CSIS 638 - Summer 2018

Schedule

Important: Everything listed under a date is due that day by midnight anywhere on earth (https://www.timeanddate.com/time/zones/aoe).

7/5

Introduction and setup

  1. Introduction Presentation
  2. Course General Slides for Comments and Discussion: https://docs.google.com/presentation/d/1Q1oo8du-qWbBxAHVaGuJorjb0h8OLfwcnc2NUYpWmVw/edit?usp=sharing
  3. Fill out the following contact information form:https://goo.gl/forms/yOC8ZixAmt4Ue7py2
  4. Create a shared folder named lastname_firstname_csis_638 and share it with full modify privileges to pauleanderson@gmail.com. For example, my folder would be called Anderson_Paul_csis_638.

7/6

B-Trees

  1. Create a copy of the following presentation in lastname_firstname_csis_638 folder: https://docs.google.com/presentation/d/1vuKgUqbi6AC7syaDgcdquxGTS1fhAsunb1jxLoiR_Ig/edit?usp=sharing
  2. Complete the readings, prompts, and questions in the presentation.

7/9

Serializability in Databases

  1. Create a copy of the following presentation in your folder: https://docs.google.com/presentation/d/1Nma61WxG8b3ohjO3FAWwNfU6nrawFeVZdhdguTk2YDI/edit?usp=sharing
  2. Complete the readings, prompts, and questions in the presentation.

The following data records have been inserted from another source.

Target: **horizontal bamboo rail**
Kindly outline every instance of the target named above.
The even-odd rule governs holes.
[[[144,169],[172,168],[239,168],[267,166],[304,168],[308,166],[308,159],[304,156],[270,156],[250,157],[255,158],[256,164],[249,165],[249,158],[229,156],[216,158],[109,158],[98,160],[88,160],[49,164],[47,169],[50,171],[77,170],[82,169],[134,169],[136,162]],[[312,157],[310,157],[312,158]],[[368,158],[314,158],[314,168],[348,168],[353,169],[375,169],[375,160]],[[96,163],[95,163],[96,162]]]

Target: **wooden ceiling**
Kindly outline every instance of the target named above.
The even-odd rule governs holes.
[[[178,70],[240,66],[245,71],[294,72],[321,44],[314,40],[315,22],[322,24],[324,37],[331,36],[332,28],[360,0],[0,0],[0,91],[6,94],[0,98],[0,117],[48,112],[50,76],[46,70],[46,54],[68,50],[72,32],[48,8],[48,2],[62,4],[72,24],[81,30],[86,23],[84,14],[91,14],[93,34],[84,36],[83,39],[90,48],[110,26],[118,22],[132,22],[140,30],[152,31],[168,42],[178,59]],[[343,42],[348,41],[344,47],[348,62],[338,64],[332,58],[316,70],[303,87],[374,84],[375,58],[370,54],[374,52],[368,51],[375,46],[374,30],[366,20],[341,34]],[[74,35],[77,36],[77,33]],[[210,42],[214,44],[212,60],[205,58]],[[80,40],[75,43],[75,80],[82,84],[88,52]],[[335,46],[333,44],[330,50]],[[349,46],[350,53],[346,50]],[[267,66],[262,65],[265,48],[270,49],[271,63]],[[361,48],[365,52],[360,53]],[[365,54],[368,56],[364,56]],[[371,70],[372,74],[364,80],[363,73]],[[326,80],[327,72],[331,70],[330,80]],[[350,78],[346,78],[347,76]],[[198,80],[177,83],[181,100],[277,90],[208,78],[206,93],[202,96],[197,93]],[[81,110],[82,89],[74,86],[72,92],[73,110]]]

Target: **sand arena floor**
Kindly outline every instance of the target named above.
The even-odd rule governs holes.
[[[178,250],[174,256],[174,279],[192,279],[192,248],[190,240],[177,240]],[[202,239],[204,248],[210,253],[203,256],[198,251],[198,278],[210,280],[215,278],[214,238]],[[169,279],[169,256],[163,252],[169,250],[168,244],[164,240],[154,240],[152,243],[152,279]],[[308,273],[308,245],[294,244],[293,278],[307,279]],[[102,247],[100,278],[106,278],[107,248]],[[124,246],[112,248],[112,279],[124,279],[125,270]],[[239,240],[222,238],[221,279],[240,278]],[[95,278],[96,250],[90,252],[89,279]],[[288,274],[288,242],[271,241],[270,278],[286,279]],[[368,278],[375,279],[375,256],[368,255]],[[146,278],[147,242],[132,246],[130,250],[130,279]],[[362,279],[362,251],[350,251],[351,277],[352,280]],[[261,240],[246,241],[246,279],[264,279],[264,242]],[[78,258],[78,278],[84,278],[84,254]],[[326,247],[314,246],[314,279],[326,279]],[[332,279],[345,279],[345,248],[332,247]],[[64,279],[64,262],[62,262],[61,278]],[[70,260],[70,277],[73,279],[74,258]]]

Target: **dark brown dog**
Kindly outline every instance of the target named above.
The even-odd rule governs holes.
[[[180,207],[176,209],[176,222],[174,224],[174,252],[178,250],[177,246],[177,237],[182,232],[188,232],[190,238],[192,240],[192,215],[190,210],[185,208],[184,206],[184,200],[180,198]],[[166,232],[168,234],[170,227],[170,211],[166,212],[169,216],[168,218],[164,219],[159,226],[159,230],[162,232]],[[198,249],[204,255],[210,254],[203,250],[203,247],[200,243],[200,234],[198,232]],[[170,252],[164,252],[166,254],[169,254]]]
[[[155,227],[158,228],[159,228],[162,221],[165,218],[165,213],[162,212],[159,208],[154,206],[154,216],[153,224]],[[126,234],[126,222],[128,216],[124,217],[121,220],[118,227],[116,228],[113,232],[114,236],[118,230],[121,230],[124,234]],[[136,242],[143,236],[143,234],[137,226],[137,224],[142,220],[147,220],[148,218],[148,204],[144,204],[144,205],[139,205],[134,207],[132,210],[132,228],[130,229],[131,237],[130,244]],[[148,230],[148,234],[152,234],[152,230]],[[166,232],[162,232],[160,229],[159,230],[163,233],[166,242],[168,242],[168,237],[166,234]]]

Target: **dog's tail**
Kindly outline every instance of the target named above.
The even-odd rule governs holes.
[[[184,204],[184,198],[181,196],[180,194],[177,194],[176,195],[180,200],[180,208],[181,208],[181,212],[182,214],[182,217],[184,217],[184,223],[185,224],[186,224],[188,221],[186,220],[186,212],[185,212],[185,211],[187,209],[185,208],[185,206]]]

B-Tree Programming Assignment Nodes

More notes that should help with the assignment: https://docs.google.com/presentation/d/1RKpdSKFq0eoESs6CcaNW4TCFbsA4Ur3IHFEItziSHMc/edit?usp=sharing

B-Tree Programming Assignment Part 1

  1. The overall assignment is complete a pure Python implementation of a B-Tree by Friday at midnight. We need a warning right away. As with most things, you can definitely find code online to help you. Do NOT use this code at all. If I suspect anyone of “cheating” on the programming assignments, I’ll just quietly compile what evidence I see and submit it to CofC honor board which will then review. Nothing personal here, it’s just the only way to deal with programming assignments. OK. With that out of the way, the point of the assignment is to learn more about B-Trees. Making steady progress but not arriving at a 100% solution will still get an OK grade, so there really is no reason to cheat. Each day of the week, you’ll be asked to make a little more progress on the assignment and push you code to a GitHub repo that I can look at the next day, give you feedback, tips, hints, etc. There are only 6 students, so this is ideal and awesome.
  2. By the end of the day, please create a GitHub username (if you don’t already have one), and fill out this form with that information: https://goo.gl/forms/YGyyd5NfGaitfbN82.
  3. Download and configure a Python3.6 development environment of your choosing. It can’t be IDLE… We are in graduate school. Here is a list: https://wiki.python.org/moin/IntegratedDevelopmentEnvironments.
  4. If you aren’t familiar with Python, complete one of the many online introductions to the language, such as https://developers.google.com/edu/python/. Nothing to turn in here, just make sure you’re armed with a little bit of Python exposure. It’s an easy language. I would definitely recommend practicing with PDB.

7/10

Concurrency Control

  1. Create a copy of the following presentation in your folder: https://docs.google.com/presentation/d/1i8ruefyu8O-GKctPvjtnU77VQGbruUqrZ2-52SecQPU/edit?usp=sharing.
  2. Complete the readings, prompts, and questions in the presentation.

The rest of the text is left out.